Sometimes, as during World War II, unconditional surrender is a legitimate war aim. More recently, in the fight against ISIS, there was no question of allowing the Caliphate to control part of Iraq or Syria. ISIS forces were defeated, dispersed, and the fight against the few remaining insurgents continues, but ISIS lacks the power to inflict damage that Hamas clearly still exercises in parts of Gaza.
The failure to recognize the fact that the people of Gaza are oppressed by Hamas, which even the Arab League recognizes must disarm, distorts the vision of many in the West.
Displaced people wait to receive food Aug. 2, 2025, from a charity kitchen in Gaza City, Gaza Strip, amid a hunger crisis. (OSV News/Reuters/Hatem Khaled)
In considering the war in Gaza, the left in the U.S., including the religious left, too often merely repeats cant drawn from Algerian propagandist Frantz Fanon and his theories about colonialism. His theories, such as they are, certainly do not apply here. For starters, in the long, complicated history of the region, one thing is obvious: The Jews are the indigenous people of Israel.
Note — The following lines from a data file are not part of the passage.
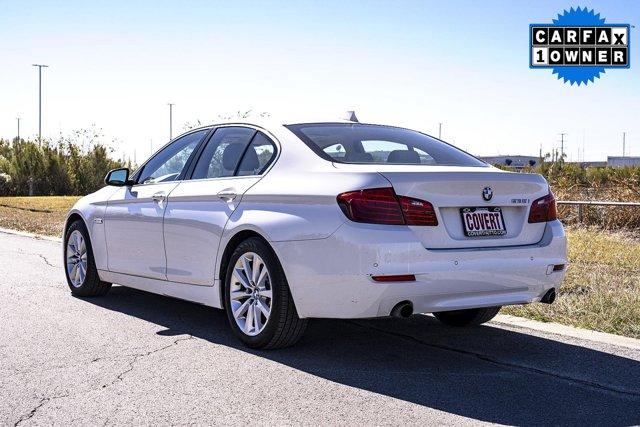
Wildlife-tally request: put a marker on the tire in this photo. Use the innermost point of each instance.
(282, 327)
(89, 283)
(472, 317)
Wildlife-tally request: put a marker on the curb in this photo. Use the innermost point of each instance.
(31, 235)
(501, 319)
(567, 331)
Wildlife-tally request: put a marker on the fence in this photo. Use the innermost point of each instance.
(580, 204)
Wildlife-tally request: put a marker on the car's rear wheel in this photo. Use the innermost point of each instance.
(80, 267)
(257, 299)
(475, 316)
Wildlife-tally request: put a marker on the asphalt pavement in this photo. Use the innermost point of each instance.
(136, 358)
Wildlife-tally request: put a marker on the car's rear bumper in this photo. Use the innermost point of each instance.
(332, 277)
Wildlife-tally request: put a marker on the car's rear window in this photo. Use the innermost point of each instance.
(375, 144)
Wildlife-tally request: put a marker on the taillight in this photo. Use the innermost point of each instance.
(543, 209)
(382, 206)
(375, 206)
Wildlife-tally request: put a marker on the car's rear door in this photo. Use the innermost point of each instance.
(134, 215)
(198, 209)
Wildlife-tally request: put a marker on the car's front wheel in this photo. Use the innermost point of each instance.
(257, 299)
(80, 267)
(474, 316)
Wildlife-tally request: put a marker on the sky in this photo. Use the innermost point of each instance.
(115, 65)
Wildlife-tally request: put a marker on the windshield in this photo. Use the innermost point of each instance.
(360, 143)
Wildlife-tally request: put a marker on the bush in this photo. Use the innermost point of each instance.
(74, 165)
(572, 182)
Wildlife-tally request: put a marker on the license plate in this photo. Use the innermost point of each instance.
(486, 221)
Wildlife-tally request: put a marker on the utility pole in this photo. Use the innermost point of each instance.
(562, 134)
(40, 67)
(170, 120)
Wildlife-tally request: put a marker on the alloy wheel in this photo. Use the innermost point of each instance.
(250, 293)
(76, 258)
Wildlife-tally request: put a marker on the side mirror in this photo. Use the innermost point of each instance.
(118, 177)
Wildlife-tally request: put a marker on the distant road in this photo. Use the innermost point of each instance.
(138, 358)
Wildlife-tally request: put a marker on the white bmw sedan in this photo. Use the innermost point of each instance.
(280, 223)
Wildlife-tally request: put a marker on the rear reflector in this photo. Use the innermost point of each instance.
(395, 278)
(543, 209)
(383, 206)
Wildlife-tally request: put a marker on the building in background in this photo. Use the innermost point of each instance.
(619, 161)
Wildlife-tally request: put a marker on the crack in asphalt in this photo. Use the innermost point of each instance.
(139, 356)
(43, 401)
(43, 257)
(40, 404)
(46, 261)
(525, 368)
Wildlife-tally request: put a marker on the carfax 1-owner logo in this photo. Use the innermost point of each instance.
(578, 46)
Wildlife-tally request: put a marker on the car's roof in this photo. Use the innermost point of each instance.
(269, 121)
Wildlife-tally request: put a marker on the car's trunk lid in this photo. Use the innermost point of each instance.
(450, 189)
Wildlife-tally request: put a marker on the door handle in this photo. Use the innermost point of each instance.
(228, 194)
(159, 197)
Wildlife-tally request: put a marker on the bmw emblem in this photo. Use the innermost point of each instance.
(487, 193)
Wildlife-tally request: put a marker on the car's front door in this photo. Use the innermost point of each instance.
(134, 214)
(198, 209)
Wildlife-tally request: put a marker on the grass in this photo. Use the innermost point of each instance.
(601, 290)
(41, 215)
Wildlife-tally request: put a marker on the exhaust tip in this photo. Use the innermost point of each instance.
(549, 297)
(402, 309)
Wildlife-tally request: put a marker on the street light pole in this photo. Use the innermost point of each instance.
(40, 66)
(562, 134)
(170, 120)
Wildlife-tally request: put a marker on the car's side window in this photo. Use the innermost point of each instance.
(168, 164)
(258, 156)
(223, 152)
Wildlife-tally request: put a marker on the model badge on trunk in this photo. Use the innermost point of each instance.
(487, 193)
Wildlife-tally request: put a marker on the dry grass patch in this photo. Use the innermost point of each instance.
(41, 215)
(601, 290)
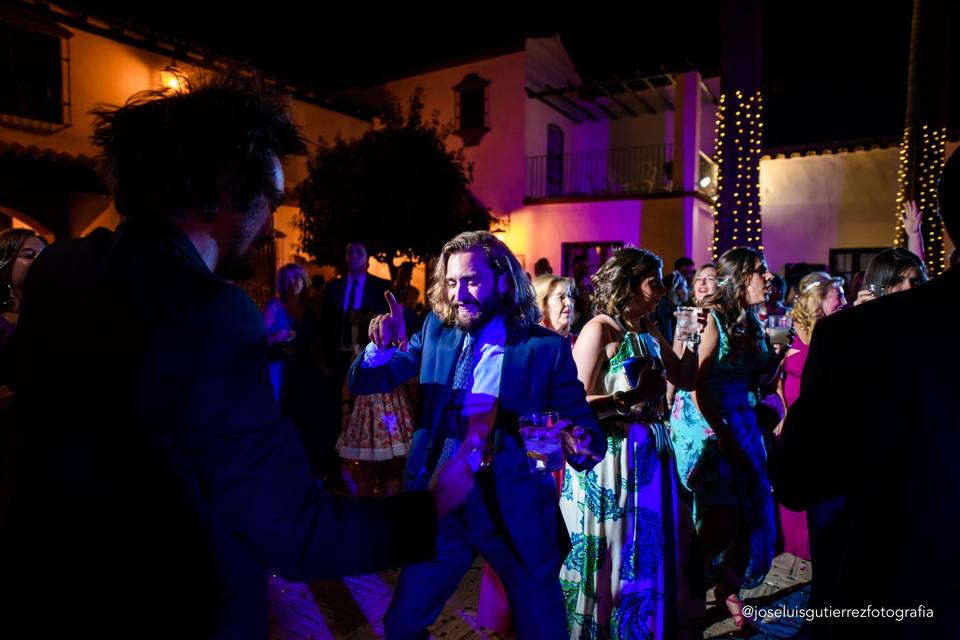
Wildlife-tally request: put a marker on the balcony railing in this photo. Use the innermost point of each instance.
(612, 172)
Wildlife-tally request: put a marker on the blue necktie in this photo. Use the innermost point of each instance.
(462, 381)
(347, 336)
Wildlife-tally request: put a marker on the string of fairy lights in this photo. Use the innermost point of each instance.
(930, 143)
(739, 128)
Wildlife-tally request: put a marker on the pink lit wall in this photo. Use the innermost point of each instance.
(499, 160)
(538, 231)
(549, 65)
(812, 204)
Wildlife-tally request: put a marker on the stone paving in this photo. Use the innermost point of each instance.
(353, 608)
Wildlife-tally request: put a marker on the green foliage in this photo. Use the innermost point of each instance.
(398, 189)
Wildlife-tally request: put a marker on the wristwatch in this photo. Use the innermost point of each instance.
(619, 398)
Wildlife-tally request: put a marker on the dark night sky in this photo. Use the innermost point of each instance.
(827, 74)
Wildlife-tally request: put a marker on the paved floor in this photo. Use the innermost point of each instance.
(353, 608)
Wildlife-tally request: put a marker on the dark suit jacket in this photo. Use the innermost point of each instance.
(158, 481)
(538, 374)
(371, 304)
(877, 423)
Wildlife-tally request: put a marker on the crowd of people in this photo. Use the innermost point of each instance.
(164, 435)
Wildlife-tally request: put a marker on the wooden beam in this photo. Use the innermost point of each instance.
(613, 98)
(636, 96)
(659, 93)
(541, 98)
(575, 105)
(594, 102)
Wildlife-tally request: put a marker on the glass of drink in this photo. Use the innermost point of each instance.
(688, 325)
(542, 441)
(780, 329)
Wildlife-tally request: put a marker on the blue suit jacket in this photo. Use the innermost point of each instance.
(538, 374)
(156, 469)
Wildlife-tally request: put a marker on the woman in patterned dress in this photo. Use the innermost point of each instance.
(624, 577)
(718, 445)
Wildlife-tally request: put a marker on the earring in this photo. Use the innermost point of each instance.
(6, 294)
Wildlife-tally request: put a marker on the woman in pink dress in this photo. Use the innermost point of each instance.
(819, 296)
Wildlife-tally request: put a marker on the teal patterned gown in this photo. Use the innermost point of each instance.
(624, 578)
(712, 479)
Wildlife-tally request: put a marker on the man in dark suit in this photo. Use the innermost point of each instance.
(872, 441)
(482, 361)
(348, 305)
(157, 482)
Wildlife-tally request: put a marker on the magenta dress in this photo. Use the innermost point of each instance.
(796, 539)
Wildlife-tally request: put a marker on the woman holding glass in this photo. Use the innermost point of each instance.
(719, 448)
(819, 296)
(623, 578)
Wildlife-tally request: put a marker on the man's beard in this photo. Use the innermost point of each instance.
(239, 266)
(489, 308)
(236, 268)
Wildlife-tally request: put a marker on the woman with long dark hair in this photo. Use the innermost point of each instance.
(890, 271)
(623, 577)
(719, 448)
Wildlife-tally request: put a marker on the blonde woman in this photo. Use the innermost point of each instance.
(818, 296)
(556, 298)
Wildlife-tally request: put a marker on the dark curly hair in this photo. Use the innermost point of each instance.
(739, 320)
(519, 303)
(617, 281)
(887, 267)
(165, 151)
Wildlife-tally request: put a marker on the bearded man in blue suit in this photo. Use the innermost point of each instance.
(483, 360)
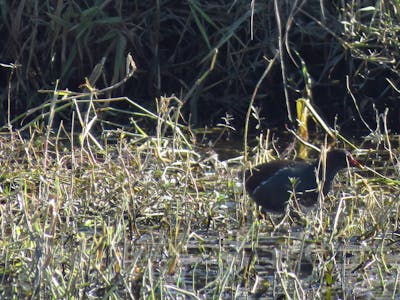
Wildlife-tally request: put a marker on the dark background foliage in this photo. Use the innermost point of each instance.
(346, 48)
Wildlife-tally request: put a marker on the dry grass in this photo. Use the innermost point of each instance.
(155, 216)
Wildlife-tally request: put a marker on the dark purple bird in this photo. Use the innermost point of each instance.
(270, 185)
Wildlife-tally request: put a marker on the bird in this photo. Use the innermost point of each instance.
(271, 184)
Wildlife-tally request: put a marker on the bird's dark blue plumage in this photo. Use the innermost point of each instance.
(270, 185)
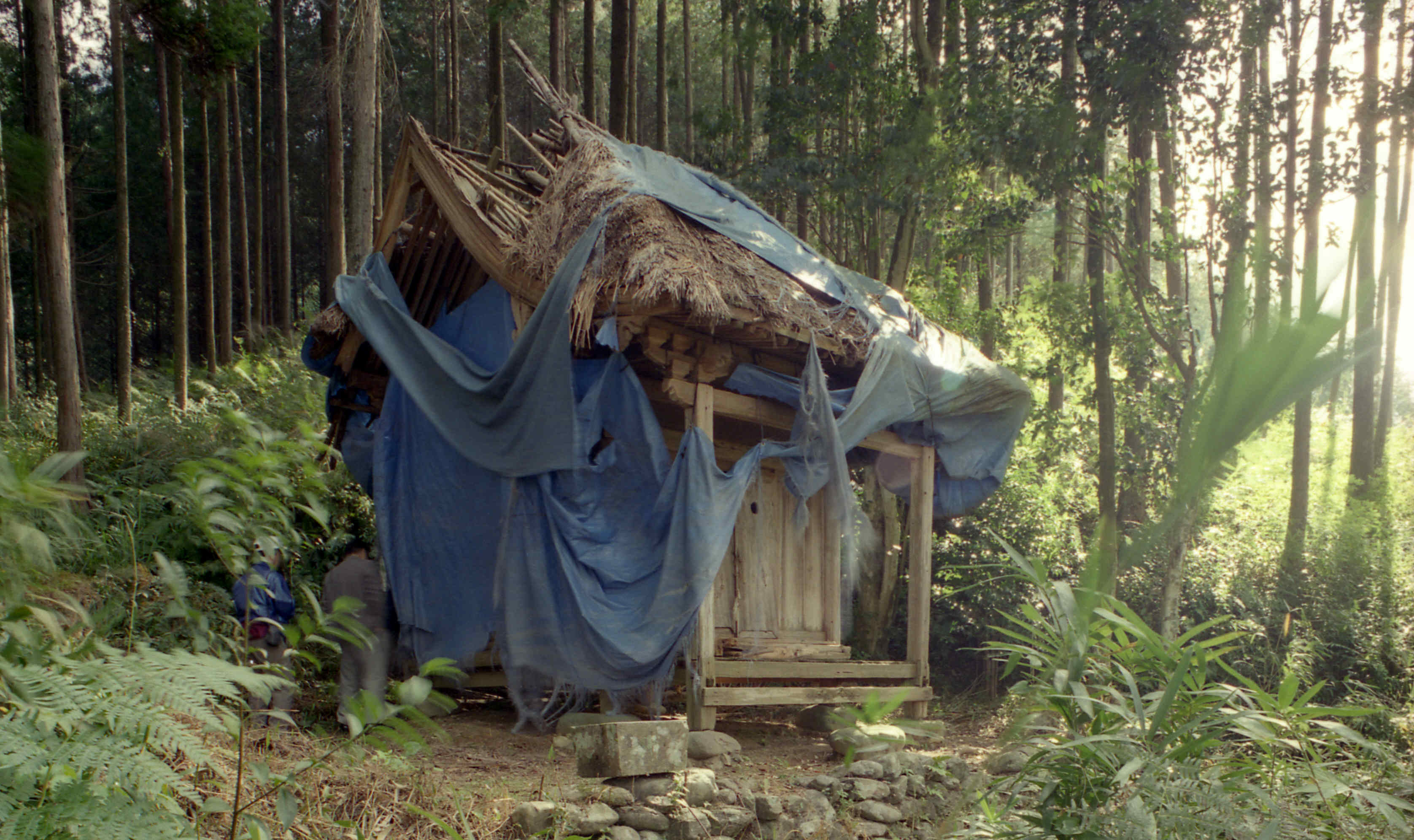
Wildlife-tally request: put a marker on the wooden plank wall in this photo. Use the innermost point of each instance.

Second, the language of oppressor and oppressed mischaracterizes the core problem in this section of the Mideast. The problem is that two people desire control over the same land and so both are oppressed by the burdens of history.
Finally, no one can ignore the more recent, equally tragic, history of Palestinian political leaders rejecting the kinds of compromises that might have made peace possible. Egypt and Jordan both signed peace treaties with Israel, and they have stuck.
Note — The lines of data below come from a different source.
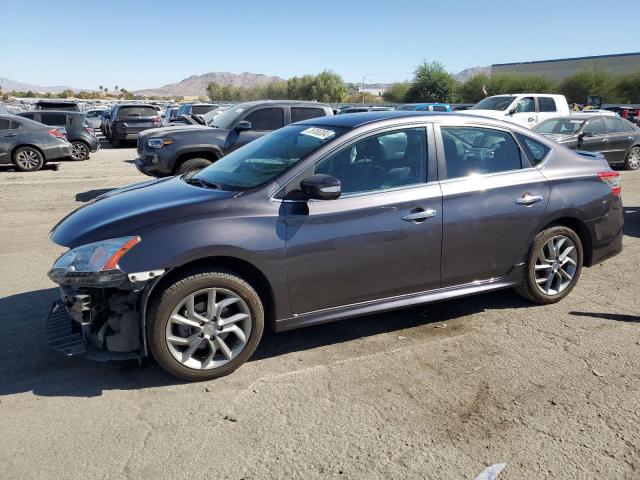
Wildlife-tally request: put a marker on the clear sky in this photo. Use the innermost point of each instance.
(142, 43)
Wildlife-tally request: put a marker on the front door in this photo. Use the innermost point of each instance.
(380, 239)
(492, 203)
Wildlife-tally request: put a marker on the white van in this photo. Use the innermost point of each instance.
(526, 109)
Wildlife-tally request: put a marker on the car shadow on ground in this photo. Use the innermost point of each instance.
(632, 221)
(27, 364)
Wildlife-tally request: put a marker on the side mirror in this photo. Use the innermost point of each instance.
(243, 125)
(321, 187)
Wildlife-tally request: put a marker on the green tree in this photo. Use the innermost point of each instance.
(432, 83)
(590, 82)
(628, 87)
(397, 92)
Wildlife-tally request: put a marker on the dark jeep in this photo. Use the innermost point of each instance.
(170, 151)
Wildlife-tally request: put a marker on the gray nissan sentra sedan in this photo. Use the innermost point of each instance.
(323, 220)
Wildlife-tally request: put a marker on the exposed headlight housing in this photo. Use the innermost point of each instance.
(94, 264)
(159, 142)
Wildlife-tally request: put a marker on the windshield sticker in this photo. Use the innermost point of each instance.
(319, 133)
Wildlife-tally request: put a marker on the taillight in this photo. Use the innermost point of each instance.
(54, 132)
(613, 180)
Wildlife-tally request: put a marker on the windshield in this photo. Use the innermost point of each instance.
(563, 126)
(262, 160)
(493, 103)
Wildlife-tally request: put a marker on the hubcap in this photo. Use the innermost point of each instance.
(27, 159)
(634, 158)
(556, 265)
(208, 328)
(78, 151)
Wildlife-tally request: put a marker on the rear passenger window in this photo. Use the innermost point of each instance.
(535, 150)
(547, 104)
(475, 150)
(266, 119)
(303, 113)
(54, 119)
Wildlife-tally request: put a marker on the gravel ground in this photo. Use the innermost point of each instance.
(435, 392)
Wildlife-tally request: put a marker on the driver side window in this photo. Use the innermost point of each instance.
(525, 105)
(380, 162)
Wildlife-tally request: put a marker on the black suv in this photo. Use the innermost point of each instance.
(81, 136)
(57, 105)
(177, 150)
(127, 120)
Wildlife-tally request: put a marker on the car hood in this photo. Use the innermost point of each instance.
(124, 211)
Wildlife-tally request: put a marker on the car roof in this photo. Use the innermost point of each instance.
(353, 120)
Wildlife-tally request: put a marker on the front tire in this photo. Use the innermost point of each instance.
(205, 325)
(28, 159)
(193, 165)
(553, 266)
(632, 162)
(79, 151)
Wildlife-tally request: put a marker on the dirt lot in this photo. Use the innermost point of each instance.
(437, 392)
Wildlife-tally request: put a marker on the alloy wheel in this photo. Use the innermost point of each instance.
(556, 265)
(28, 159)
(633, 161)
(78, 150)
(208, 328)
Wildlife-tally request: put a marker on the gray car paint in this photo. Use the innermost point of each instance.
(355, 255)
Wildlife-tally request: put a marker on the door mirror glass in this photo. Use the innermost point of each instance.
(321, 187)
(243, 125)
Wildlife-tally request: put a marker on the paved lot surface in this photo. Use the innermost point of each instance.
(437, 392)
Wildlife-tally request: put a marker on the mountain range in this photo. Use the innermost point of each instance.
(196, 85)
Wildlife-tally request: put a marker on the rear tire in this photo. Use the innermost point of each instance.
(205, 325)
(632, 162)
(553, 266)
(28, 159)
(193, 165)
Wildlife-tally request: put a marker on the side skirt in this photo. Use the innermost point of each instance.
(402, 301)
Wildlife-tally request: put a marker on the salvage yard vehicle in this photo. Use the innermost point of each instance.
(327, 219)
(616, 138)
(176, 150)
(527, 109)
(28, 145)
(126, 121)
(73, 124)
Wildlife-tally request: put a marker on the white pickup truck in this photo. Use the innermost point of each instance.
(526, 109)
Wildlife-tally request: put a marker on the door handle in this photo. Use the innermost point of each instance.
(528, 199)
(418, 215)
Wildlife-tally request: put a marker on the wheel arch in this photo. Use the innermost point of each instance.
(244, 269)
(583, 233)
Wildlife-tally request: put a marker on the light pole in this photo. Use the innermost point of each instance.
(363, 77)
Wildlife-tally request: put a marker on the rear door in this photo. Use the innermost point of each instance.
(621, 138)
(263, 120)
(493, 201)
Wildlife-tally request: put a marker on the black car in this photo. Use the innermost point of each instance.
(196, 108)
(616, 138)
(81, 136)
(127, 120)
(67, 106)
(175, 150)
(28, 145)
(327, 219)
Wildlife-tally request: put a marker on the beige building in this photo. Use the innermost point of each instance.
(559, 69)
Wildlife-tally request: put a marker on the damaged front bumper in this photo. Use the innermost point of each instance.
(100, 324)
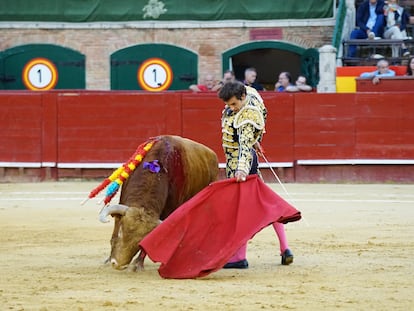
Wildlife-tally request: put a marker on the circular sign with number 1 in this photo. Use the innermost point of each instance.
(155, 75)
(40, 74)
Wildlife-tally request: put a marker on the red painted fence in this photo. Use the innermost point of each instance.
(310, 137)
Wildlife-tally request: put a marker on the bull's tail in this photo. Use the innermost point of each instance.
(117, 178)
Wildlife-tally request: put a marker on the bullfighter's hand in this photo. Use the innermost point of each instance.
(240, 176)
(259, 149)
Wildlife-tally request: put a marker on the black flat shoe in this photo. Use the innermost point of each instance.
(242, 264)
(287, 257)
Employing ideas drawn from Fanon to interpret the reality on the ground in the Mideast is a kind of intellectual and moral sloth. Learning about the complex history of the region takes time. Why bother when employing the buzzwords and the hoary categories of settler colonialism get you published?
Lastly, we must ask if these criticisms of Israel amount to antisemitism. It is hard to tell. Certainly, there are plenty of Jews in Israel who protest against the continuation of the war. Objecting to actions of the state of Israel is not, per se, an exercise in antisemitism. Still, we must remember that antisemitism doesn't start with hatred of Jews, it ends there. It starts when Jews get blamed for complex problems. The embrace of intellectual arguments echoing an Algerian propagandist is a prime example of the phenomenon. It may not be antisemitism, but it is rich soil for the growth of antisemitism.
Catholics should support efforts to get humanitarian aid into Gaza. We should also resist simplistic narratives about the sources of the conflict. We should pray for peace, mindful that there can be no peace if Hamas remains in power. And we should be concerned about the rise in antisemitism. We can do all four.